De belangrijkste en meest gebruikte manipulatietechniek is gaslighting. Dit is een vorm van structurele manipulatie en brainwashing waardoor slachtoffers aan zichzelf gaan twijfelen en uiteindelijk hun gevoel van perceptie, identiteit en zelfwaarde verliezen. Het is een geheel van emotionele en psychische manipulatietechnieken, die altijd en overal kunnen worden ingezet, waardoor feiten en waarnemingen verhuld, ontkend en omgedraaid worden. Gaslighting bestaat onder andere uit:
- Liegen, halve leugens vertellen en de waarheid vervormen
- Telkens van onderwerp, emotie en rol wisselen
- Telkens projecteren van eigen gedrag op de ander, omdraaien van de betekenis van boodschappen
- Overdrijven, aandikken en opscheppen
- Geen verantwoordelijkheid nemen, ook als dader altijd de slachtofferrol innemen
- Telkens herhalen van een boodschap en als zodanig uitputten van een slachtoffer
- ‘Woordsoep’ gebruiken, van de hak op de tak springen, effectieve communicatie verstoren
- Valse hoop bieden, niet gemeende liefdesuitingen doen en ongemeend sorry zeggen
- Vervormen van de woorden en boodschap ten nadele van de ander
- Kleineren en het minimaliseren van de boodschap van de ander
- Relevante of persoonlijke informatie achterhouden of voor andere doeleinden inzetten dan ze bedoeld zijn
- Bedekte dreigementen, emotionele chantage of de stiltebehandeling
Er zijn nog meer vormen en voorbeelden hiervan, maar de kern is dat de feitelijke realiteit van het slachtoffer, en de achterliggende emoties en gedachten, telkens vervormd en aangetast worden door de schaal waarop het gebeurt. Het effect ervan is dat niets meer is wat het lijkt. Het slachtoffer raakt ernstig in de war en de dader krijgt hiermee controle.

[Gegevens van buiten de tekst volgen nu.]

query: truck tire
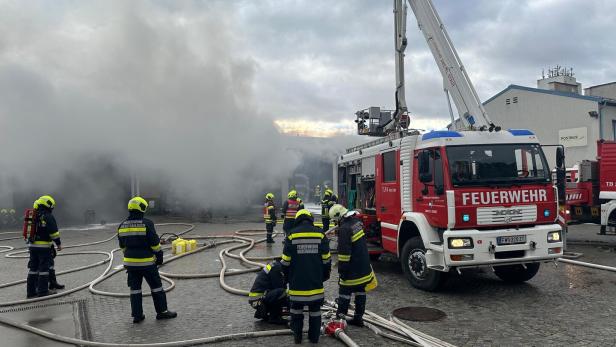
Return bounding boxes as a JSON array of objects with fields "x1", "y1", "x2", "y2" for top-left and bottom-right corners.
[
  {"x1": 401, "y1": 236, "x2": 447, "y2": 291},
  {"x1": 494, "y1": 263, "x2": 540, "y2": 283}
]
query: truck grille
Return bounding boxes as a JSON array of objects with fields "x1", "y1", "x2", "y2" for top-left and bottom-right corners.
[{"x1": 476, "y1": 205, "x2": 537, "y2": 225}]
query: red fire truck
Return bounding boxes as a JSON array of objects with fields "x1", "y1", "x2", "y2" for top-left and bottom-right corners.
[
  {"x1": 335, "y1": 0, "x2": 564, "y2": 291},
  {"x1": 558, "y1": 141, "x2": 616, "y2": 233},
  {"x1": 335, "y1": 130, "x2": 563, "y2": 290}
]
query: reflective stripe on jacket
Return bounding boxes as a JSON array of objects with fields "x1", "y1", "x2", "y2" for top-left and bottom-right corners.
[
  {"x1": 281, "y1": 218, "x2": 331, "y2": 302},
  {"x1": 117, "y1": 213, "x2": 161, "y2": 268}
]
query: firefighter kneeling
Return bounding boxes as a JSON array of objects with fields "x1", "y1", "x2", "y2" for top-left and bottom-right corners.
[
  {"x1": 248, "y1": 260, "x2": 288, "y2": 325},
  {"x1": 118, "y1": 197, "x2": 177, "y2": 323},
  {"x1": 329, "y1": 204, "x2": 378, "y2": 327},
  {"x1": 281, "y1": 209, "x2": 331, "y2": 344}
]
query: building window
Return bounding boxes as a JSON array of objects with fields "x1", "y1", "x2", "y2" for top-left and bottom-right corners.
[
  {"x1": 506, "y1": 98, "x2": 511, "y2": 105},
  {"x1": 382, "y1": 151, "x2": 397, "y2": 182},
  {"x1": 513, "y1": 96, "x2": 518, "y2": 103}
]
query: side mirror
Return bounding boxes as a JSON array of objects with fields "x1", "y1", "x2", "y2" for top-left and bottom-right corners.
[{"x1": 556, "y1": 147, "x2": 565, "y2": 169}]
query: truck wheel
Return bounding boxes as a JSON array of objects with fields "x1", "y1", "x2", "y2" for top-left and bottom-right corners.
[
  {"x1": 494, "y1": 263, "x2": 540, "y2": 283},
  {"x1": 401, "y1": 236, "x2": 447, "y2": 291}
]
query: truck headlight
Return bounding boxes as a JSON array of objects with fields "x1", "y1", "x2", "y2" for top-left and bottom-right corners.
[
  {"x1": 547, "y1": 231, "x2": 561, "y2": 243},
  {"x1": 448, "y1": 238, "x2": 473, "y2": 249}
]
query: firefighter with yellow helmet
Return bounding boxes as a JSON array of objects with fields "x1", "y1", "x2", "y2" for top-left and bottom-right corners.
[
  {"x1": 263, "y1": 193, "x2": 277, "y2": 244},
  {"x1": 27, "y1": 195, "x2": 62, "y2": 298},
  {"x1": 118, "y1": 197, "x2": 176, "y2": 323},
  {"x1": 329, "y1": 204, "x2": 376, "y2": 327},
  {"x1": 281, "y1": 209, "x2": 331, "y2": 344}
]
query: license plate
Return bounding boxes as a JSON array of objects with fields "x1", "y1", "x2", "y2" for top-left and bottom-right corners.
[{"x1": 497, "y1": 235, "x2": 526, "y2": 245}]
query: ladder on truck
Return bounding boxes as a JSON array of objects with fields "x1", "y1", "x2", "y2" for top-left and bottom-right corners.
[{"x1": 355, "y1": 0, "x2": 499, "y2": 136}]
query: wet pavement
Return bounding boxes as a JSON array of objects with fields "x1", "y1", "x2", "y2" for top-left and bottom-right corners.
[{"x1": 1, "y1": 221, "x2": 616, "y2": 346}]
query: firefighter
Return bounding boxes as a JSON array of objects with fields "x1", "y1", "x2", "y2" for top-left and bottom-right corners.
[
  {"x1": 281, "y1": 190, "x2": 304, "y2": 237},
  {"x1": 281, "y1": 209, "x2": 331, "y2": 344},
  {"x1": 321, "y1": 188, "x2": 338, "y2": 232},
  {"x1": 263, "y1": 193, "x2": 277, "y2": 244},
  {"x1": 314, "y1": 184, "x2": 321, "y2": 203},
  {"x1": 26, "y1": 195, "x2": 62, "y2": 298},
  {"x1": 118, "y1": 197, "x2": 177, "y2": 323},
  {"x1": 329, "y1": 204, "x2": 376, "y2": 327},
  {"x1": 248, "y1": 260, "x2": 288, "y2": 325}
]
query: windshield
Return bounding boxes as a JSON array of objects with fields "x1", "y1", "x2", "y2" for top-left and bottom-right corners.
[{"x1": 446, "y1": 144, "x2": 551, "y2": 187}]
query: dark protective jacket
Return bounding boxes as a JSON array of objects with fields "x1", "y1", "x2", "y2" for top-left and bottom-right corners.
[
  {"x1": 249, "y1": 261, "x2": 285, "y2": 302},
  {"x1": 321, "y1": 194, "x2": 338, "y2": 218},
  {"x1": 337, "y1": 214, "x2": 373, "y2": 287},
  {"x1": 263, "y1": 200, "x2": 277, "y2": 224},
  {"x1": 30, "y1": 207, "x2": 61, "y2": 248},
  {"x1": 282, "y1": 198, "x2": 304, "y2": 220},
  {"x1": 117, "y1": 211, "x2": 162, "y2": 268},
  {"x1": 281, "y1": 216, "x2": 331, "y2": 302}
]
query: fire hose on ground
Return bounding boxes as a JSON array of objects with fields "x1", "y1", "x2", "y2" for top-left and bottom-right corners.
[{"x1": 0, "y1": 222, "x2": 452, "y2": 346}]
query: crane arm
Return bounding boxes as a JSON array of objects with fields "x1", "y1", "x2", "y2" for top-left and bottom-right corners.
[{"x1": 407, "y1": 0, "x2": 496, "y2": 130}]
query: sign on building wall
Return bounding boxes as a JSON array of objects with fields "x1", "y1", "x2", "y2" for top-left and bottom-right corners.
[{"x1": 559, "y1": 127, "x2": 588, "y2": 147}]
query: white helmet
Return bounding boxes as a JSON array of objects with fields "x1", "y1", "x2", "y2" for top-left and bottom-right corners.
[{"x1": 329, "y1": 204, "x2": 348, "y2": 222}]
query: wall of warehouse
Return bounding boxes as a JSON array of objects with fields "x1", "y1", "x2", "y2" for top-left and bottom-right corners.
[{"x1": 485, "y1": 88, "x2": 603, "y2": 167}]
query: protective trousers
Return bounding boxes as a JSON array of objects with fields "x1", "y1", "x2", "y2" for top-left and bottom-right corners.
[
  {"x1": 282, "y1": 219, "x2": 294, "y2": 237},
  {"x1": 322, "y1": 217, "x2": 330, "y2": 233},
  {"x1": 337, "y1": 284, "x2": 367, "y2": 320},
  {"x1": 290, "y1": 300, "x2": 322, "y2": 343},
  {"x1": 127, "y1": 266, "x2": 168, "y2": 318},
  {"x1": 263, "y1": 288, "x2": 287, "y2": 319},
  {"x1": 266, "y1": 223, "x2": 275, "y2": 242},
  {"x1": 49, "y1": 249, "x2": 60, "y2": 288},
  {"x1": 27, "y1": 247, "x2": 52, "y2": 297}
]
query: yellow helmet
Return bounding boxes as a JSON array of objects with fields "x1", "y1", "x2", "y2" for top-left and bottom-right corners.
[
  {"x1": 287, "y1": 190, "x2": 297, "y2": 199},
  {"x1": 265, "y1": 193, "x2": 274, "y2": 200},
  {"x1": 9, "y1": 209, "x2": 15, "y2": 214},
  {"x1": 128, "y1": 196, "x2": 148, "y2": 213},
  {"x1": 37, "y1": 195, "x2": 56, "y2": 209},
  {"x1": 295, "y1": 209, "x2": 313, "y2": 220},
  {"x1": 329, "y1": 204, "x2": 348, "y2": 222},
  {"x1": 324, "y1": 189, "x2": 333, "y2": 196},
  {"x1": 0, "y1": 209, "x2": 6, "y2": 214}
]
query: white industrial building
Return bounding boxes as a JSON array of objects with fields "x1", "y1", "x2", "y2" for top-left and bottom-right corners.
[{"x1": 484, "y1": 70, "x2": 616, "y2": 167}]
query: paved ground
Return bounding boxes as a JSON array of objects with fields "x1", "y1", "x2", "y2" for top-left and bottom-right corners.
[{"x1": 1, "y1": 221, "x2": 616, "y2": 346}]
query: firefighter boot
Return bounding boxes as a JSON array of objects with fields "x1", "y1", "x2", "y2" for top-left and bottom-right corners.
[
  {"x1": 336, "y1": 294, "x2": 351, "y2": 319},
  {"x1": 308, "y1": 309, "x2": 322, "y2": 343},
  {"x1": 290, "y1": 311, "x2": 304, "y2": 344},
  {"x1": 49, "y1": 268, "x2": 65, "y2": 290},
  {"x1": 26, "y1": 272, "x2": 38, "y2": 298},
  {"x1": 156, "y1": 310, "x2": 177, "y2": 320},
  {"x1": 347, "y1": 293, "x2": 366, "y2": 327}
]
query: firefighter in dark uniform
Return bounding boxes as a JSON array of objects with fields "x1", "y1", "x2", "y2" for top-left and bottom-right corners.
[
  {"x1": 321, "y1": 188, "x2": 338, "y2": 232},
  {"x1": 329, "y1": 204, "x2": 376, "y2": 327},
  {"x1": 118, "y1": 197, "x2": 177, "y2": 323},
  {"x1": 281, "y1": 190, "x2": 304, "y2": 237},
  {"x1": 263, "y1": 193, "x2": 277, "y2": 244},
  {"x1": 26, "y1": 195, "x2": 61, "y2": 298},
  {"x1": 248, "y1": 260, "x2": 288, "y2": 324},
  {"x1": 281, "y1": 209, "x2": 331, "y2": 344}
]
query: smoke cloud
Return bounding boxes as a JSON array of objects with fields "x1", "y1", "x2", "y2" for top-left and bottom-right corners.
[{"x1": 0, "y1": 1, "x2": 310, "y2": 221}]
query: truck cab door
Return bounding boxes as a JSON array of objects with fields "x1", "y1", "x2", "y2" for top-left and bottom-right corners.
[
  {"x1": 414, "y1": 148, "x2": 448, "y2": 228},
  {"x1": 376, "y1": 150, "x2": 402, "y2": 228}
]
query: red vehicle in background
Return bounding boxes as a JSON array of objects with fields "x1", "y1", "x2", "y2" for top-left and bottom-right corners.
[{"x1": 559, "y1": 141, "x2": 616, "y2": 234}]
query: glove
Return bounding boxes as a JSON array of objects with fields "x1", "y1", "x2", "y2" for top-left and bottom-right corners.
[
  {"x1": 51, "y1": 247, "x2": 57, "y2": 258},
  {"x1": 155, "y1": 251, "x2": 164, "y2": 266}
]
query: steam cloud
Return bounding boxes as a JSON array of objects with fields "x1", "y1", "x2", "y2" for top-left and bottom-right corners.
[{"x1": 0, "y1": 1, "x2": 313, "y2": 221}]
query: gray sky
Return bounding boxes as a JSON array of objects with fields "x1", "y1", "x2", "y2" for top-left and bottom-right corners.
[{"x1": 234, "y1": 0, "x2": 616, "y2": 132}]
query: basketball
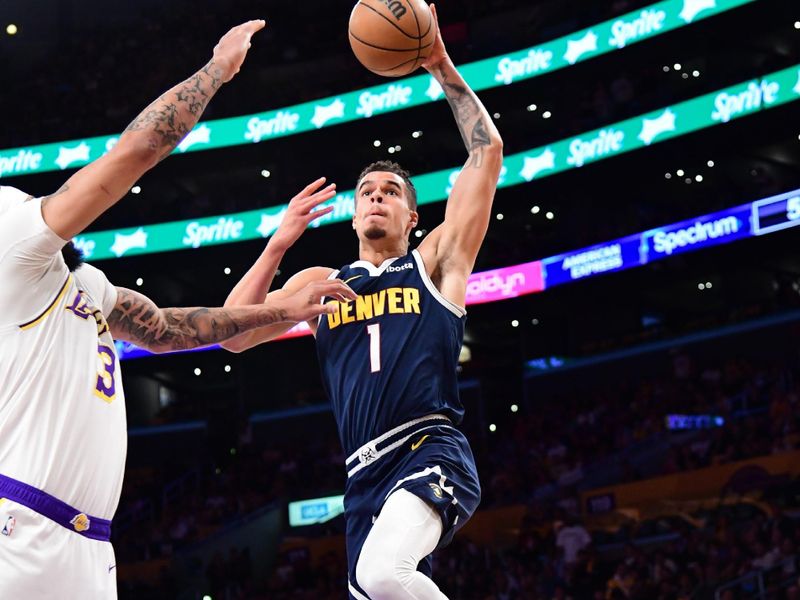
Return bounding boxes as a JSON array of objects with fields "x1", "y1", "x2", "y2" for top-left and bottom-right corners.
[{"x1": 348, "y1": 0, "x2": 436, "y2": 77}]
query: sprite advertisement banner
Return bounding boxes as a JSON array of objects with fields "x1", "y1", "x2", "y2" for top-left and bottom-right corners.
[
  {"x1": 116, "y1": 187, "x2": 800, "y2": 360},
  {"x1": 68, "y1": 64, "x2": 800, "y2": 262},
  {"x1": 0, "y1": 0, "x2": 756, "y2": 180}
]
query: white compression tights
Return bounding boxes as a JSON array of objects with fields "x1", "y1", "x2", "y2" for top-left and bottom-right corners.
[{"x1": 354, "y1": 489, "x2": 449, "y2": 600}]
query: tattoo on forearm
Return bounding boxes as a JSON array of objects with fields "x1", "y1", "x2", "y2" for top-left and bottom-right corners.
[
  {"x1": 437, "y1": 65, "x2": 492, "y2": 168},
  {"x1": 108, "y1": 288, "x2": 286, "y2": 352},
  {"x1": 123, "y1": 60, "x2": 223, "y2": 159}
]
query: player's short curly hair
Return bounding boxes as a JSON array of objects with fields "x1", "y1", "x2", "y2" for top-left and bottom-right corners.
[{"x1": 356, "y1": 161, "x2": 418, "y2": 211}]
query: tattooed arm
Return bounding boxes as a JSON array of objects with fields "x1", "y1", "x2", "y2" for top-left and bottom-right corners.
[
  {"x1": 40, "y1": 20, "x2": 265, "y2": 241},
  {"x1": 417, "y1": 5, "x2": 503, "y2": 308},
  {"x1": 109, "y1": 278, "x2": 356, "y2": 354}
]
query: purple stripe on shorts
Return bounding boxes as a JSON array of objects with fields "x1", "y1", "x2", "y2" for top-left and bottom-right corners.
[{"x1": 0, "y1": 474, "x2": 111, "y2": 541}]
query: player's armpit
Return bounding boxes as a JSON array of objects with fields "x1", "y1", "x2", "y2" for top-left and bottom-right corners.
[
  {"x1": 41, "y1": 146, "x2": 159, "y2": 241},
  {"x1": 419, "y1": 52, "x2": 503, "y2": 305}
]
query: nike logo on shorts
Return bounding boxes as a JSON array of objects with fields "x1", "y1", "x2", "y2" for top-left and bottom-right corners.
[{"x1": 411, "y1": 435, "x2": 430, "y2": 451}]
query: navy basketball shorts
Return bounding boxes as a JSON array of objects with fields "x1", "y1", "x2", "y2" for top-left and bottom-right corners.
[{"x1": 343, "y1": 419, "x2": 481, "y2": 599}]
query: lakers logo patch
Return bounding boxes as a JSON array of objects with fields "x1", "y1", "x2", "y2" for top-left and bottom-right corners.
[{"x1": 70, "y1": 513, "x2": 91, "y2": 532}]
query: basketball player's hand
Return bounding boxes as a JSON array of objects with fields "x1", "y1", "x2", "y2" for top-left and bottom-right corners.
[
  {"x1": 277, "y1": 279, "x2": 358, "y2": 323},
  {"x1": 213, "y1": 20, "x2": 267, "y2": 83},
  {"x1": 421, "y1": 4, "x2": 449, "y2": 72},
  {"x1": 269, "y1": 177, "x2": 337, "y2": 253}
]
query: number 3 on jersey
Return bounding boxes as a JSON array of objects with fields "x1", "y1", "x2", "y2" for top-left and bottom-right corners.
[
  {"x1": 367, "y1": 323, "x2": 381, "y2": 373},
  {"x1": 94, "y1": 343, "x2": 117, "y2": 402}
]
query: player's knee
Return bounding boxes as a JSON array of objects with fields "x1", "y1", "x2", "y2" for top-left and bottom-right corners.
[{"x1": 356, "y1": 551, "x2": 412, "y2": 599}]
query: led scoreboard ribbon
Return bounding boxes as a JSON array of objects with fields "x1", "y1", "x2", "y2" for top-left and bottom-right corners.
[
  {"x1": 0, "y1": 0, "x2": 757, "y2": 180},
  {"x1": 117, "y1": 188, "x2": 800, "y2": 360},
  {"x1": 752, "y1": 191, "x2": 800, "y2": 236},
  {"x1": 65, "y1": 63, "x2": 800, "y2": 262}
]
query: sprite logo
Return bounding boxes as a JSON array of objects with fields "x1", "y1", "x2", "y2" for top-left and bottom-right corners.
[
  {"x1": 711, "y1": 80, "x2": 780, "y2": 123},
  {"x1": 495, "y1": 50, "x2": 553, "y2": 85},
  {"x1": 183, "y1": 218, "x2": 244, "y2": 248},
  {"x1": 356, "y1": 85, "x2": 413, "y2": 118},
  {"x1": 0, "y1": 150, "x2": 43, "y2": 178},
  {"x1": 244, "y1": 112, "x2": 300, "y2": 143},
  {"x1": 609, "y1": 9, "x2": 666, "y2": 48},
  {"x1": 567, "y1": 129, "x2": 624, "y2": 167}
]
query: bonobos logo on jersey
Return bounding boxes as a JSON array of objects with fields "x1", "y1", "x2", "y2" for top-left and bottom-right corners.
[{"x1": 326, "y1": 287, "x2": 421, "y2": 330}]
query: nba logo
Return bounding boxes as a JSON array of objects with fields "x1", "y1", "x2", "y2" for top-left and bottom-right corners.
[{"x1": 2, "y1": 516, "x2": 16, "y2": 536}]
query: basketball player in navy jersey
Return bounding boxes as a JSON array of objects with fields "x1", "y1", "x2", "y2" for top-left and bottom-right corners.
[{"x1": 223, "y1": 5, "x2": 502, "y2": 598}]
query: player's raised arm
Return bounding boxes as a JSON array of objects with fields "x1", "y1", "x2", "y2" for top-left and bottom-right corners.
[
  {"x1": 417, "y1": 5, "x2": 503, "y2": 299},
  {"x1": 226, "y1": 177, "x2": 337, "y2": 307},
  {"x1": 108, "y1": 278, "x2": 355, "y2": 355},
  {"x1": 40, "y1": 20, "x2": 266, "y2": 241},
  {"x1": 221, "y1": 177, "x2": 340, "y2": 352}
]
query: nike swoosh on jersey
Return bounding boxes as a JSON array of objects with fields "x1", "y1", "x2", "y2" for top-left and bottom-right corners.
[
  {"x1": 344, "y1": 275, "x2": 363, "y2": 285},
  {"x1": 411, "y1": 435, "x2": 430, "y2": 451}
]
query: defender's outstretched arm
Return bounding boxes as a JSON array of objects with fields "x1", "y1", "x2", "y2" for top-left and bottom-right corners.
[
  {"x1": 109, "y1": 278, "x2": 355, "y2": 354},
  {"x1": 222, "y1": 178, "x2": 341, "y2": 353},
  {"x1": 41, "y1": 20, "x2": 265, "y2": 241}
]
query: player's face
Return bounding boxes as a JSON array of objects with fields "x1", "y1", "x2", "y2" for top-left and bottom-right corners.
[{"x1": 354, "y1": 172, "x2": 418, "y2": 242}]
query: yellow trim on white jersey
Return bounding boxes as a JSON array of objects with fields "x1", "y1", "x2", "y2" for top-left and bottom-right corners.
[{"x1": 18, "y1": 274, "x2": 72, "y2": 331}]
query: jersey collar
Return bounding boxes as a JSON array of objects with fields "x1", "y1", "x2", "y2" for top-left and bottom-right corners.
[{"x1": 349, "y1": 254, "x2": 405, "y2": 277}]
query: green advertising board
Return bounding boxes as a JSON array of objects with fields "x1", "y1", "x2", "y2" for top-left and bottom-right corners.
[
  {"x1": 0, "y1": 0, "x2": 755, "y2": 179},
  {"x1": 66, "y1": 65, "x2": 799, "y2": 262}
]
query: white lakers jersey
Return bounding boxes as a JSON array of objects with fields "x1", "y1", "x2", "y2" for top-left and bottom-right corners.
[{"x1": 0, "y1": 186, "x2": 126, "y2": 520}]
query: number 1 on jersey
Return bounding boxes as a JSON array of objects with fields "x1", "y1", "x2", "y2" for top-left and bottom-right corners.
[{"x1": 367, "y1": 323, "x2": 381, "y2": 373}]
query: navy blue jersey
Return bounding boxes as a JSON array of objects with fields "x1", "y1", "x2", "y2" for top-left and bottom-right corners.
[{"x1": 316, "y1": 250, "x2": 466, "y2": 456}]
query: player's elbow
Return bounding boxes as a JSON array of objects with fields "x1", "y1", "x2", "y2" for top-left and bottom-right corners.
[
  {"x1": 485, "y1": 140, "x2": 504, "y2": 174},
  {"x1": 486, "y1": 136, "x2": 503, "y2": 158},
  {"x1": 114, "y1": 137, "x2": 161, "y2": 171}
]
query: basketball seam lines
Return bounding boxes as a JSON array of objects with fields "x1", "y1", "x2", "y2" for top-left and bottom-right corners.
[
  {"x1": 349, "y1": 30, "x2": 422, "y2": 53},
  {"x1": 419, "y1": 7, "x2": 433, "y2": 38},
  {"x1": 405, "y1": 0, "x2": 423, "y2": 76},
  {"x1": 371, "y1": 56, "x2": 425, "y2": 73},
  {"x1": 357, "y1": 1, "x2": 426, "y2": 40}
]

Regels voor normale communicatie gelden niet
Dat wat voor ‘normale’ menselijke communicatie geldt, gaat niet op bij een destructieve relatie. Normale communicatie- en relatieregels werken dan juist contraproductief. Je inleven in een ander, je eigen aandeel bekijken, problemen uitpraten en goede feedback geven, zaken die normaal het contact verbeteren, maken de cliënt in de relatie met een destructieve dader enkel kwetsbaarder. Ook confronterend gedrag of grenzen stellen werkt vaak niet: het kan juist forse tegenreacties oproepen. Telkens gaan daders eenzijdig over de grenzen van de cliënt, zonder naar hun eigen aandeel te kijken of hierop aanspreekbaar te zijn. Dit werkt vervormend en leidt op den duur tot het volstrekt negeren en zelfs afstraffen van de reële wensen, gevoelens en gedachten van de ander door de dader. Daarnaast is onderliggend dreigend gedrag niet incidenteel of situationeel maar continu en structureel aanwezig, waardoor slachtoffers vaak geen tegenspraak meer durven te geven.
De narcistische aanval
Als het slachtoffer niet voldoet aan de wensen en eisen van de dader, kan er een narcistische woede-aanval volgen. Narcistische woede is een reactie op een vermeende aantasting van het ego. Aangezien het zelfbeeld van mensen met een narcistische of psychopathische persoonlijkheidsstoornis irreëel groot is, hun empathie beperkt of afwezig is en hun drempel voor psychische agressie laag, komt dit geregeld voor. Mensen met deze stoornis vinden hun eigen woede altijd terecht; ‘het slachtoffer vraagt erom’. Meestal zijn narcistische woede-aanvallen verbaal, maar het kan ook gekoppeld zijn aan fysiek geweld of de dreiging ervan. Slachtoffers leren om geen kritiek meer te uiten en/of deze persoon niet meer tegen te spreken, maar dit is uiteraard niet altijd te vermijden. Bovendien raken slachtoffers er uitgeput van en verliezen ze zo op den duur steeds meer het contact met hun eigen wensen, emoties en gedachten.